In our study, we excluded patients with atypical hyperplasia for the following reasons: first, 40% to 50% of these patients have concomitant EC (23-24) at the time of diagnosis of atypical hyperplasia. Second, atypical hyperplasia is a well-recognized risk factor for and precursor of EC and has been extensively studied (25). Third, most women (80%) (26) with a diagnosis of atypical hyperplasia may undergo hysterectomy as a primary and preventive treatment.
In contrast to studies that report equal or better diagnostic efficacy of D & C (27), we observed that D & C was more likely to be associated with subsequent EC when compared with Pipelle biopsy. This divergent observation may be related to the time course of our study, which included early years when office endometrial biopsy was not routinely performed. In later years, selection bias of high-risk patients having D&C may explain the discrepancy.

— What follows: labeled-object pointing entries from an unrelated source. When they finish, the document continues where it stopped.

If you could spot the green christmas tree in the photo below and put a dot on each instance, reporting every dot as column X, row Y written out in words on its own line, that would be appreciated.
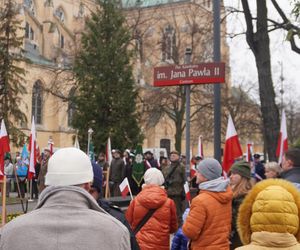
column 11, row 70
column 105, row 99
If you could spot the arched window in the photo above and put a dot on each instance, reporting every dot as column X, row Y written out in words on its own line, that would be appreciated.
column 168, row 44
column 37, row 102
column 71, row 107
column 29, row 4
column 81, row 10
column 60, row 14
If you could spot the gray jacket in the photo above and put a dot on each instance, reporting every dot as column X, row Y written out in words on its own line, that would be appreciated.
column 66, row 218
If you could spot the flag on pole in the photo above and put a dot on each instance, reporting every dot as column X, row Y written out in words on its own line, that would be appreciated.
column 108, row 155
column 187, row 191
column 249, row 152
column 4, row 147
column 138, row 168
column 232, row 148
column 32, row 149
column 282, row 144
column 192, row 171
column 200, row 147
column 38, row 152
column 76, row 143
column 91, row 151
column 124, row 187
column 50, row 145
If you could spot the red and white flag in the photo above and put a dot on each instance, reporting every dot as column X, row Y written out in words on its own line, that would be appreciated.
column 76, row 142
column 200, row 147
column 232, row 149
column 124, row 187
column 4, row 147
column 249, row 152
column 32, row 149
column 187, row 191
column 108, row 155
column 50, row 145
column 282, row 145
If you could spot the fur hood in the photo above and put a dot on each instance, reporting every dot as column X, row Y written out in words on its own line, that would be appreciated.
column 272, row 205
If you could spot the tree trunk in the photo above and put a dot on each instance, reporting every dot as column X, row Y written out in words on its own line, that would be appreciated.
column 259, row 43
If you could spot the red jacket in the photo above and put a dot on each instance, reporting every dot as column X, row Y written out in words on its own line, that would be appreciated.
column 155, row 234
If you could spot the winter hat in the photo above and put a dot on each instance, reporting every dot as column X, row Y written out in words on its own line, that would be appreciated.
column 154, row 176
column 185, row 214
column 210, row 168
column 242, row 168
column 272, row 205
column 67, row 167
column 97, row 182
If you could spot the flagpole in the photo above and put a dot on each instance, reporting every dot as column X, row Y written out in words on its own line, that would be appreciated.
column 130, row 190
column 30, row 188
column 90, row 131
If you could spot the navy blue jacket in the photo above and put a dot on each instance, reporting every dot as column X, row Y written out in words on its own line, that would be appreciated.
column 179, row 241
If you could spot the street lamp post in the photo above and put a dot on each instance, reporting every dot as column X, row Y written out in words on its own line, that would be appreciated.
column 187, row 60
column 90, row 131
column 217, row 86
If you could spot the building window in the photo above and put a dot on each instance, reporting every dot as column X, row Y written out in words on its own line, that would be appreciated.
column 166, row 143
column 81, row 10
column 60, row 14
column 71, row 107
column 29, row 33
column 37, row 102
column 168, row 44
column 29, row 4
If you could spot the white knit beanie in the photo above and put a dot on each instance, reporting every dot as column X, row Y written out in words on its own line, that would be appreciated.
column 67, row 167
column 154, row 176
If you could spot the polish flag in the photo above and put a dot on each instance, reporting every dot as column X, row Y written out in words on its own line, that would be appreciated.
column 232, row 149
column 50, row 145
column 4, row 147
column 282, row 144
column 249, row 152
column 108, row 155
column 124, row 187
column 76, row 143
column 187, row 191
column 200, row 147
column 147, row 163
column 32, row 149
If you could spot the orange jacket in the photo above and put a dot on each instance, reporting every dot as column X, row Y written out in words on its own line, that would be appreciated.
column 155, row 234
column 208, row 224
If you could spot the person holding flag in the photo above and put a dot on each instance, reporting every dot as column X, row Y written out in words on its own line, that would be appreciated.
column 43, row 170
column 4, row 147
column 22, row 171
column 116, row 173
column 175, row 178
column 291, row 166
column 240, row 182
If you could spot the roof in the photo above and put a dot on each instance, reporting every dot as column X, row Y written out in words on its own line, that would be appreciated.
column 146, row 3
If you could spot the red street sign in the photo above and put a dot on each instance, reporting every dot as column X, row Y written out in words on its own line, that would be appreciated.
column 189, row 74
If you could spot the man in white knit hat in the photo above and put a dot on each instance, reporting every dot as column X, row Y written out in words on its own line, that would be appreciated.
column 67, row 216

The limitations of our study include its retrospective nature; the lack of detailed information about progesterone use and history of infertility; the long observation time period, and the reliance on data collected from a geographically limited area, with relatively homogeneous populations that have reasonably easy access to medical care. Also, controls and cases were selected from slightly different time periods because of the unavailability of EB/DC electronic data before 1985. However, we report a long follow-up period, our data collection was comprehensive for the population under study, and we monitored all residents of Olmsted County. Hence, the selection bias in our study is likely minimal. Moreover, the resources from the Rochester Epidemiology Project provide accurate patient history and a foundation for population-based studies with comprehensive disease, follow-up, and outcome information. Although, as seen in previous studies, the interpretation of an EB/DC (28) may vary depending on pathologists, our study is strengthened by a robust central pathology review by specialized gynecologic pathologists.
In summary, we have shown that approximately one-fourth of women with EC had a previous benign EB/DC. Considering the cohort of women who have benign EB/DC findings, we observed colorectal cancer, presence of a benign endometrial polyp in the sample, and morbid obesity are strong risk factors for future development of EC, whereas use of OCs is protective. These data can guide clinicians and patients for efficient and targeted use of diagnostic or preventive strategies for EC.
Footnotes
Financial Disclosure: The authors did not report any potential conflicts of interest.
Presented at the Society of Gynecologic Oncologists 42nd Annual Meeting on Womens’ Cancer, March 5-9, 2011, Orlando, Florida.